Las causas de la gran
crisis se encontraban en la interacción de factores y conflictos políticos y
sociales; el factor originante o, al menos,
acelerador fue la situación de la política exterior Pero también en la cultura se operó un cambio en el comportamiento social, que corría paralelo a
la separación del individuo de las viejas agrupaciones. La insatisfacción e
inseguridad del individuo en el orden tradicional condujeron a un cambio
fecundo en la mentalidad de la sociedad. La religión politeísta pagana y el
mundo cultural clásico, estrechamente ligado a ella, fueron poco a poco
sustituidos por nuevas formas religiosas de pensamiento. Los hombres de la
época comenzaban a poseer una elevada sensibilidad religiosa. Fenómeno
destacado fue la penetración de los cultos y las religiones de los misterios
orientales, favorecida por el reclutamiento de parte de las tropas en Oriente.
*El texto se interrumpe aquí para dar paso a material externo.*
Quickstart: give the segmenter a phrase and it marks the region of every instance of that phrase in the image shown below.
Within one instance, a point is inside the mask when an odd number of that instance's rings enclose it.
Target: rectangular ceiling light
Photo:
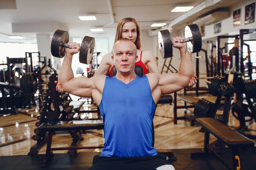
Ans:
[[[13,39],[22,39],[23,38],[20,36],[9,36],[8,37]]]
[[[103,31],[103,29],[90,29],[92,32],[101,32]]]
[[[171,12],[187,12],[193,7],[177,7],[171,10]]]
[[[96,17],[95,16],[79,16],[79,19],[82,21],[88,21],[90,20],[96,20]]]
[[[152,24],[150,26],[151,27],[155,27],[155,26],[163,26],[164,25],[166,25],[166,23],[154,23]]]

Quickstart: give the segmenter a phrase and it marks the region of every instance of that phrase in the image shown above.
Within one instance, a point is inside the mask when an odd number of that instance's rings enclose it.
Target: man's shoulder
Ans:
[[[154,73],[148,73],[148,74],[145,75],[147,76],[148,79],[159,79],[162,76],[162,75],[160,74],[157,74]]]
[[[94,81],[99,81],[99,80],[104,80],[106,79],[107,77],[106,75],[94,75],[92,77],[90,78]]]

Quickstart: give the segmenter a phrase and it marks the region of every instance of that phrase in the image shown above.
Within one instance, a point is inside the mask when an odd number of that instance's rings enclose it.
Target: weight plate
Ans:
[[[185,38],[192,38],[193,41],[187,42],[188,50],[190,53],[196,53],[202,49],[202,37],[198,26],[192,24],[186,26],[184,31]]]
[[[167,29],[158,31],[158,46],[163,58],[173,56],[173,45],[171,35]]]
[[[69,41],[67,31],[57,29],[52,36],[51,44],[52,55],[58,58],[63,58],[65,55],[65,47],[60,46],[60,43],[67,43]]]
[[[92,37],[85,36],[82,41],[79,53],[79,61],[81,63],[89,64],[93,54],[95,40]]]

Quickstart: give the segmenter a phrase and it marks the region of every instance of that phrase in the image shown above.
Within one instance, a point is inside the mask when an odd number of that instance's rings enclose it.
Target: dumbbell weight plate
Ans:
[[[173,56],[173,44],[170,32],[167,29],[158,32],[158,46],[163,58]]]
[[[202,37],[198,26],[192,24],[186,26],[184,31],[185,38],[192,38],[193,41],[187,42],[188,50],[190,53],[199,52],[202,49]]]
[[[95,40],[92,37],[85,36],[82,41],[79,53],[79,61],[85,64],[89,64],[91,62],[94,46]]]
[[[67,31],[57,29],[53,35],[51,44],[52,55],[58,58],[63,58],[65,55],[65,48],[60,46],[60,44],[67,43],[69,41]]]

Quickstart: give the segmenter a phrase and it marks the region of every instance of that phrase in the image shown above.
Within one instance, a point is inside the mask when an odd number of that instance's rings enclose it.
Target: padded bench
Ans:
[[[79,149],[103,148],[103,146],[79,147],[75,146],[78,140],[81,139],[81,134],[77,132],[77,130],[104,129],[104,124],[102,120],[73,120],[44,122],[40,125],[38,128],[39,130],[48,132],[45,156],[41,158],[43,166],[45,166],[47,162],[50,159],[52,155],[51,152],[51,150],[73,150],[76,152],[76,150]],[[63,131],[67,131],[70,133],[73,138],[72,144],[69,147],[52,148],[51,145],[53,132]],[[74,144],[75,144],[74,145]]]
[[[196,119],[204,129],[204,143],[203,152],[191,154],[191,157],[197,157],[209,153],[209,150],[230,170],[243,169],[239,156],[239,149],[247,150],[253,147],[254,142],[241,134],[229,128],[227,125],[211,117],[200,118]],[[210,133],[216,137],[218,141],[231,149],[232,152],[231,166],[223,157],[214,149],[216,142],[209,144]]]
[[[184,101],[183,106],[177,106],[177,98],[178,99]],[[175,92],[173,95],[173,122],[174,124],[177,124],[178,120],[183,120],[184,119],[188,119],[190,121],[190,124],[191,126],[194,125],[195,121],[195,118],[193,115],[186,115],[186,111],[184,112],[185,115],[178,117],[177,116],[177,109],[180,108],[187,109],[188,108],[193,108],[195,105],[198,102],[199,99],[194,97],[193,96],[189,95],[179,95],[177,96],[177,93]],[[187,106],[187,103],[189,103],[192,105]]]

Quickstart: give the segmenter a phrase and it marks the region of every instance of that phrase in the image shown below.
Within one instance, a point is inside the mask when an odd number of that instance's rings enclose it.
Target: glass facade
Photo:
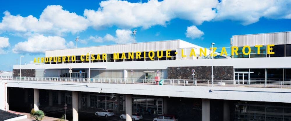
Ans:
[[[237,102],[234,104],[233,120],[290,121],[290,106],[284,103]]]

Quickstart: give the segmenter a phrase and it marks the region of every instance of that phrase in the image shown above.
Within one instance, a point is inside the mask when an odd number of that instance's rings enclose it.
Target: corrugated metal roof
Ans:
[[[177,48],[182,47],[181,46],[184,46],[183,45],[186,45],[181,44],[180,43],[181,41],[188,42],[181,40],[177,40],[49,50],[46,51],[45,56],[46,57],[52,57],[79,55],[86,54],[89,51],[93,51],[93,54],[97,54],[166,49],[176,50]],[[189,43],[187,45],[189,46],[189,45],[195,45],[190,43]]]
[[[233,46],[291,44],[291,31],[233,36]]]

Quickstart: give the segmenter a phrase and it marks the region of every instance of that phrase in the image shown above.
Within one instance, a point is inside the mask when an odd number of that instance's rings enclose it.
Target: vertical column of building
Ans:
[[[79,94],[78,92],[73,91],[72,92],[73,97],[72,103],[73,104],[73,121],[78,121],[79,115],[78,112],[79,110]]]
[[[210,120],[210,100],[202,99],[202,121]]]
[[[131,95],[125,95],[125,115],[126,121],[132,121],[132,96]]]
[[[117,105],[116,109],[116,113],[119,114],[120,113],[120,95],[119,94],[115,94],[115,100],[116,102],[116,104]]]
[[[79,93],[79,109],[82,108],[82,93]]]
[[[39,110],[39,90],[37,89],[33,89],[33,109],[34,111]]]
[[[164,114],[168,114],[168,97],[164,97],[163,99],[163,112]]]
[[[87,95],[87,107],[90,107],[90,92],[88,92]]]
[[[9,88],[7,87],[5,87],[6,94],[5,94],[5,97],[6,99],[5,102],[5,111],[8,111],[9,110]]]
[[[24,102],[27,103],[28,102],[28,89],[26,88],[24,89]]]
[[[62,92],[61,91],[58,91],[58,104],[62,104]]]
[[[49,90],[49,106],[53,106],[53,91]]]
[[[223,120],[229,121],[229,102],[228,100],[223,101]]]

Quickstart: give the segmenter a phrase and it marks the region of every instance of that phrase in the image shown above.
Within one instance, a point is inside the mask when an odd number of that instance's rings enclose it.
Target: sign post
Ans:
[[[66,116],[66,110],[67,110],[67,103],[65,104],[65,108],[64,108],[65,109],[65,120],[67,119]]]
[[[192,72],[192,75],[193,76],[193,80],[194,80],[194,76],[195,75],[195,70],[193,69],[191,70]]]
[[[72,71],[72,69],[73,69],[72,68],[72,66],[70,66],[70,68],[69,69],[70,70],[69,71],[69,72],[70,73],[70,79],[71,79],[71,75],[72,74],[72,72],[73,72],[73,71]]]
[[[132,76],[133,76],[133,70],[130,71],[130,75],[131,75],[131,79],[132,79]]]

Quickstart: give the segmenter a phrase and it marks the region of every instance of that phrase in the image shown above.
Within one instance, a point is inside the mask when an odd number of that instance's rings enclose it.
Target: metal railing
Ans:
[[[0,79],[13,81],[71,82],[192,86],[291,88],[291,81],[188,80],[95,78],[70,78],[0,76]]]

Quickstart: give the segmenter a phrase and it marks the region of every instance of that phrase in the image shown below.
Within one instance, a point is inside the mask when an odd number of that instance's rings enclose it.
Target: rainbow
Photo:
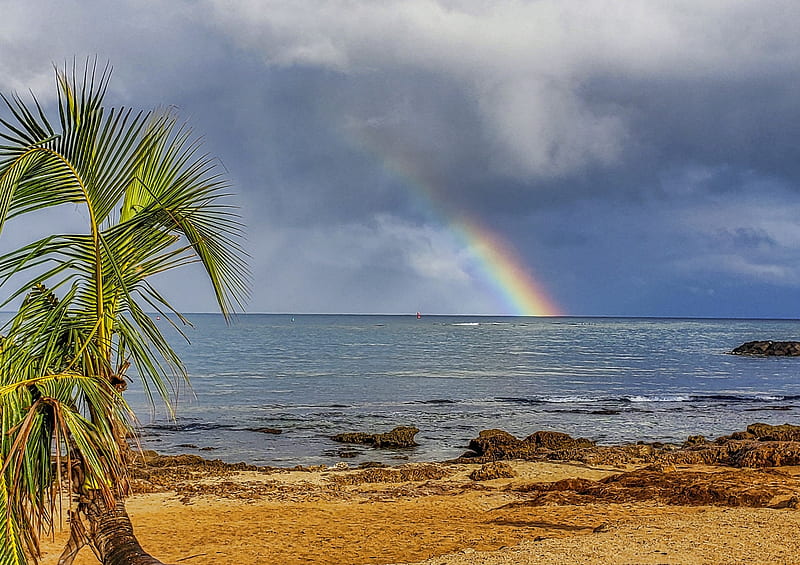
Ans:
[[[363,132],[368,133],[368,132]],[[362,137],[359,135],[359,137]],[[397,147],[382,149],[385,144],[372,135],[360,139],[362,151],[375,155],[383,168],[398,177],[413,190],[421,206],[436,220],[448,226],[477,260],[479,270],[502,301],[506,313],[517,316],[561,316],[562,310],[531,274],[525,262],[496,232],[464,213],[455,214],[439,195],[442,183],[422,163],[425,158],[412,156]]]
[[[517,316],[560,316],[561,308],[533,278],[516,251],[498,234],[475,219],[450,224],[463,234],[478,259],[486,280],[497,290],[506,308]]]

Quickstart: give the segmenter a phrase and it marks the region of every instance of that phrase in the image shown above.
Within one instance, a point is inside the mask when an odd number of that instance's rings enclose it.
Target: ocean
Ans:
[[[145,449],[257,465],[399,464],[457,457],[489,428],[612,444],[800,423],[800,358],[727,353],[750,340],[800,339],[800,321],[189,318],[191,343],[159,322],[191,379],[176,390],[176,419],[153,410],[138,383],[126,393]],[[398,425],[419,428],[418,447],[330,439]]]

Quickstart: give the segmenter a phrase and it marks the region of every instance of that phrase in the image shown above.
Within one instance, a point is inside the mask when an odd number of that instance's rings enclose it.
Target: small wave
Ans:
[[[209,430],[231,430],[235,429],[230,424],[214,424],[211,422],[193,422],[189,424],[147,424],[143,426],[148,430],[163,430],[169,432],[204,432]]]
[[[695,398],[696,397],[691,395],[666,394],[657,396],[646,396],[646,395],[625,396],[622,398],[622,400],[626,400],[628,402],[690,402]]]
[[[450,400],[449,398],[433,398],[431,400],[411,400],[403,404],[458,404],[458,400]]]

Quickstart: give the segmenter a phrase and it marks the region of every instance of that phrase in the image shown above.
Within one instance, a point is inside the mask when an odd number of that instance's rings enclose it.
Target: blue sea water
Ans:
[[[137,384],[127,393],[144,448],[260,465],[391,464],[457,457],[488,428],[610,444],[800,423],[800,359],[727,354],[754,339],[799,339],[798,321],[190,318],[191,343],[171,338],[192,383],[177,419],[153,413]],[[419,447],[357,446],[340,459],[345,446],[330,439],[397,425],[418,427]]]

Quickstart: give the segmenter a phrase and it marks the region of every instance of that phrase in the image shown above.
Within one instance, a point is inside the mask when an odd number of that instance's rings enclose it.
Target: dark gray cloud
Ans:
[[[0,8],[4,92],[47,100],[51,62],[97,55],[114,103],[204,135],[249,224],[251,310],[507,312],[462,216],[567,313],[800,309],[796,2]]]

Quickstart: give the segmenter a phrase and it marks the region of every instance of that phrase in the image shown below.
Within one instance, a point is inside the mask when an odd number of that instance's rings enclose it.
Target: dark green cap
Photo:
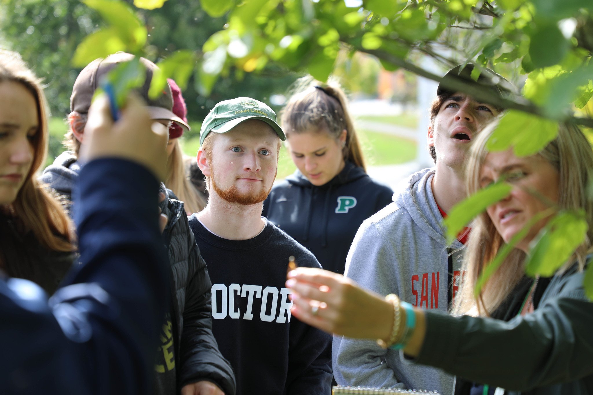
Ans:
[[[282,129],[278,124],[276,113],[272,108],[259,100],[238,97],[220,102],[206,115],[200,130],[200,145],[211,131],[225,133],[250,119],[263,121],[272,127],[280,140],[286,139]]]

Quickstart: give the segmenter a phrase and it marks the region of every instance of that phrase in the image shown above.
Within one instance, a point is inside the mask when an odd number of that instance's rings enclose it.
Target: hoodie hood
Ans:
[[[424,169],[414,173],[403,184],[404,189],[393,195],[393,200],[404,207],[414,222],[423,232],[443,246],[447,246],[447,236],[443,228],[442,216],[436,205],[432,193],[433,168]],[[451,245],[453,249],[463,248],[463,245],[455,239]]]
[[[61,194],[70,195],[80,169],[81,164],[74,153],[65,151],[46,168],[39,179]]]

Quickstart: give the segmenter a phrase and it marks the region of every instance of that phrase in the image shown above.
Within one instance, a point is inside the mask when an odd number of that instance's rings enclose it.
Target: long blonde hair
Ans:
[[[468,193],[480,189],[480,174],[488,150],[486,142],[498,126],[499,118],[487,126],[473,143],[466,163]],[[585,240],[574,252],[565,265],[578,262],[581,269],[593,240],[593,201],[589,198],[587,186],[593,173],[593,150],[581,129],[576,125],[560,123],[558,136],[537,155],[551,164],[559,173],[560,194],[557,208],[571,210],[583,209],[589,230]],[[463,269],[467,271],[453,311],[463,314],[471,311],[490,316],[509,296],[524,272],[525,253],[514,249],[498,269],[489,278],[476,298],[474,288],[484,268],[504,245],[494,224],[485,212],[476,218],[467,243]]]
[[[35,176],[45,163],[49,139],[47,103],[40,81],[18,54],[0,50],[0,82],[4,81],[21,84],[35,98],[39,130],[31,143],[33,163],[24,182],[14,201],[0,206],[0,208],[14,219],[18,229],[32,232],[42,246],[55,251],[73,251],[75,248],[69,219],[56,198]],[[0,240],[0,245],[1,243]],[[10,248],[11,246],[3,246],[4,248]]]
[[[324,128],[337,139],[345,130],[344,160],[366,171],[362,149],[348,110],[348,99],[340,84],[333,80],[321,84],[310,76],[301,78],[296,85],[296,93],[280,111],[280,121],[286,137],[293,133]]]
[[[180,200],[183,201],[186,211],[199,213],[206,207],[206,201],[187,178],[179,139],[177,139],[173,144],[173,150],[167,160],[165,185],[173,191]]]

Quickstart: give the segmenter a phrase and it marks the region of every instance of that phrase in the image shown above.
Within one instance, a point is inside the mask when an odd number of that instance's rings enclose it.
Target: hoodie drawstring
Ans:
[[[327,246],[327,211],[329,211],[330,196],[331,195],[331,185],[327,188],[326,192],[326,203],[323,205],[323,220],[321,221],[321,226],[323,227],[323,236],[321,237],[321,246]]]
[[[306,242],[309,239],[309,225],[311,224],[311,211],[313,211],[311,209],[311,206],[313,203],[313,193],[315,191],[315,188],[307,188],[304,190],[307,191],[307,190],[311,191],[311,194],[309,195],[309,201],[307,205],[307,209],[305,211],[307,215],[307,220],[305,221],[305,229],[303,230],[302,233],[302,240],[304,242]]]

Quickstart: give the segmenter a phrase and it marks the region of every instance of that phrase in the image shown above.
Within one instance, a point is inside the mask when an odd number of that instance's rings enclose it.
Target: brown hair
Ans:
[[[4,81],[21,84],[35,98],[39,130],[31,143],[33,149],[31,169],[16,199],[0,207],[14,219],[18,229],[33,232],[42,246],[55,251],[73,251],[75,248],[72,244],[72,226],[69,219],[56,198],[35,176],[45,163],[49,139],[47,104],[40,81],[18,54],[0,50],[0,82]],[[2,242],[0,240],[0,245]],[[0,251],[11,248],[2,246]]]
[[[480,173],[488,155],[486,142],[498,125],[496,118],[478,135],[470,151],[466,165],[466,186],[468,192],[480,189]],[[557,208],[585,211],[589,226],[585,240],[574,252],[563,269],[578,261],[582,269],[593,240],[593,200],[588,195],[588,185],[593,175],[593,150],[586,137],[574,124],[560,123],[558,136],[537,155],[551,164],[559,173],[560,194]],[[490,315],[506,299],[522,278],[525,253],[514,249],[498,270],[489,278],[477,298],[474,288],[484,268],[494,259],[504,245],[485,212],[476,218],[471,224],[469,241],[464,261],[467,271],[460,292],[456,296],[454,311],[482,316]]]
[[[292,95],[280,114],[286,137],[292,133],[324,129],[337,139],[345,130],[344,160],[366,171],[361,144],[348,112],[348,101],[339,84],[335,81],[321,84],[310,77],[305,77],[297,82],[296,86],[297,93]]]
[[[81,114],[78,111],[72,111],[68,114],[69,130],[64,135],[64,140],[62,143],[69,150],[76,154],[77,156],[78,152],[80,150],[80,142],[76,138],[72,130],[76,130],[78,133],[84,132],[87,119],[88,114]]]
[[[186,211],[199,213],[206,206],[206,201],[187,178],[179,140],[176,140],[173,144],[173,151],[167,161],[165,185],[184,203]]]

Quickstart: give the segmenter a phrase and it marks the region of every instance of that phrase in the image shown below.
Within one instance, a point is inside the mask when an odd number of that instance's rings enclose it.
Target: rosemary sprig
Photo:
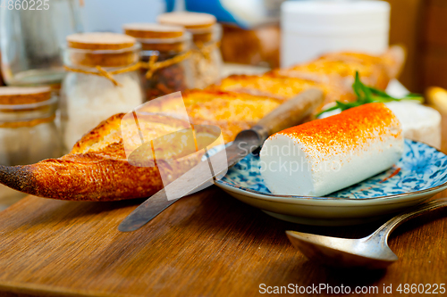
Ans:
[[[387,103],[391,101],[401,101],[401,100],[416,100],[420,103],[424,102],[424,98],[422,97],[421,95],[418,94],[411,93],[403,96],[402,98],[395,98],[389,95],[384,91],[378,90],[371,87],[367,87],[360,81],[360,76],[358,74],[358,71],[356,72],[356,79],[354,81],[354,84],[352,84],[352,89],[354,90],[354,93],[357,95],[357,101],[350,103],[342,103],[340,101],[336,101],[335,106],[330,107],[328,109],[325,109],[325,111],[320,111],[318,114],[316,114],[316,117],[319,117],[321,114],[327,111],[335,111],[338,109],[343,111],[352,107],[357,107],[363,104],[377,103],[377,102]]]

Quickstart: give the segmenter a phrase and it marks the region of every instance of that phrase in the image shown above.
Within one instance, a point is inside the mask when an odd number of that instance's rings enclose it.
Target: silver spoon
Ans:
[[[347,239],[286,231],[291,243],[310,260],[328,266],[384,268],[398,260],[388,246],[388,235],[401,223],[447,206],[447,198],[417,205],[391,219],[372,235]]]

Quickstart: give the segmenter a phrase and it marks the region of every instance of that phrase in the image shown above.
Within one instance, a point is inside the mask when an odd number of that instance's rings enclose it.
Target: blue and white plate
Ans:
[[[350,225],[420,203],[447,188],[447,156],[405,140],[392,169],[324,197],[274,194],[264,184],[258,156],[249,155],[216,181],[233,197],[277,219],[308,225]]]

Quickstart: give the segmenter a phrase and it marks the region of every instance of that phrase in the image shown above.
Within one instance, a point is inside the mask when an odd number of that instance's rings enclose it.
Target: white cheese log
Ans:
[[[274,194],[324,196],[391,168],[403,145],[397,117],[369,103],[271,136],[260,170]]]

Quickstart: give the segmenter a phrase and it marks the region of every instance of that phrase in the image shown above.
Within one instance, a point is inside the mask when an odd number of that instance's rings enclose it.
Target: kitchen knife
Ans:
[[[209,182],[210,170],[213,178],[225,173],[228,168],[261,146],[270,135],[299,124],[321,105],[323,97],[320,89],[309,89],[281,104],[252,128],[239,133],[233,143],[224,150],[225,152],[223,150],[211,157],[219,158],[226,153],[227,167],[216,170],[211,166],[210,157],[207,152],[207,160],[200,161],[180,178],[166,186],[169,186],[170,194],[174,194],[176,197],[183,197]],[[168,200],[164,189],[160,190],[124,219],[118,230],[128,232],[139,229],[179,199]]]

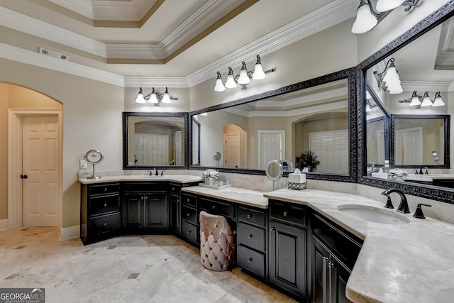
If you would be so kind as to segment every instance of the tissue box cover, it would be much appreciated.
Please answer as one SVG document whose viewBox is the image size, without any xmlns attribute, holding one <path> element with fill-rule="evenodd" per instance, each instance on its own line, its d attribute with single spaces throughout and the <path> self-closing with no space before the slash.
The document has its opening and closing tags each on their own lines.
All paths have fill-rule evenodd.
<svg viewBox="0 0 454 303">
<path fill-rule="evenodd" d="M 289 182 L 292 183 L 304 183 L 306 174 L 289 174 Z"/>
</svg>

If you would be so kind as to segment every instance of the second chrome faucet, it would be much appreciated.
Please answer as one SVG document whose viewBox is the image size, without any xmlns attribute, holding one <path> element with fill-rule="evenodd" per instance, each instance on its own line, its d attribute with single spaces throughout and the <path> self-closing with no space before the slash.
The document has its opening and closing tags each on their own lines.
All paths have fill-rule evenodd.
<svg viewBox="0 0 454 303">
<path fill-rule="evenodd" d="M 391 202 L 391 197 L 389 197 L 389 194 L 392 192 L 396 192 L 399 194 L 399 195 L 400 196 L 400 204 L 399 205 L 399 207 L 397 208 L 397 211 L 404 214 L 409 213 L 410 209 L 409 209 L 409 204 L 406 202 L 406 197 L 405 197 L 405 194 L 402 191 L 397 189 L 395 188 L 390 188 L 382 192 L 382 194 L 384 196 L 387 196 L 388 197 L 388 200 L 384 207 L 388 209 L 394 208 L 394 206 L 392 206 L 392 203 Z"/>
</svg>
El Mitra persa, la Cibeles frigia, el dios del sol de Emesa, Isis y Serapis,
Sol Invictus, etc., encontraron cada vez mayor número
de creyentes entre la población del imperio. A ellos se unió, especialmente en
los territorios periféricos, la teoría de la gnosis, con su rígido dualismo
entre espíritu y materia, que sobre todo fue adoptada como religión por la
gente culta. Manifestaciones marginales de esta situación religiosa fueron la
difusión de un bárbaro sincretismo y un portentoso auge de la astrología, la
magia y la hechicería.
Las nuevas religiones
eran, en oposición a la tradicional, religiones monoteístas de revelación y de
salvación. Respondían a las exigencias de los tiempos respecto a una mayor
seguridad religiosa y a un contacto personal con la divinidad, prometiendo el
conocimiento mediante la iluminación y la redención a través de la revelación;
se propugnaba, pues, una ruptura fundamental con el universalismo racional de
la antigüedad clásica grecoromana.
También en filosofía se
anunciaba la disolución del racionalismo. Con el neoplatonismo se introducían
en el edificio aparentemente racional de la filosofía elementos
místico-extáticos y ascético-contemplativos. Se trataba más de una forma de
vida que de un estricto sistema de pensamiento.
Esta situación espiritual
no se limitaba al imperio romano; existían casos paralelos, sumamente
instructivos, en la Persia sasánida, con la renovación del zoroastrismo y el
surgimiento de la religión de Mani y su rígida
doctrina severamente dualista. El monoteísmo y la severa regulación del culto
estatal encontraron su expresión tanto en Persia como en Roma. Fue Aureliano
quien intentó convertir el Sol Invictus de su fe
personal en la máxima divinidad del estado y en patrono del imperio.
Evidentemente, la
conversión de las nuevas religiones en culto oficial, del estado era solo una
posibilidad. A diferencia de los cultos tradicionales, ligados al poder
político, las nuevas religiones, en un principio extrañas al estado, podían
actuar políticamente, procurando un mayor distanciamiento o una más acusada
unión con éste. En aquel tiempo, el maniqueísmo y, sobre todo, el cristianismo
entraron en conflicto con el estado a causa de su actitud hostil a la
autoridad. Para sus contemporáneos, el cristianismo era solamente una de
tantas religiones orientales, con sus ritos secretos, prescripciones ascéticas,
fiestas y santos. A lo sumo, llamó la atención por su rigurosa oposición a las
exigencias puramente formales del culto oficial. En sus múltiples comunidades,
sobre todo en las de Oriente, pero también en Italia, Galia y Africa, comenzaron a crearse las bases de una ordenada
jerarquía y organización.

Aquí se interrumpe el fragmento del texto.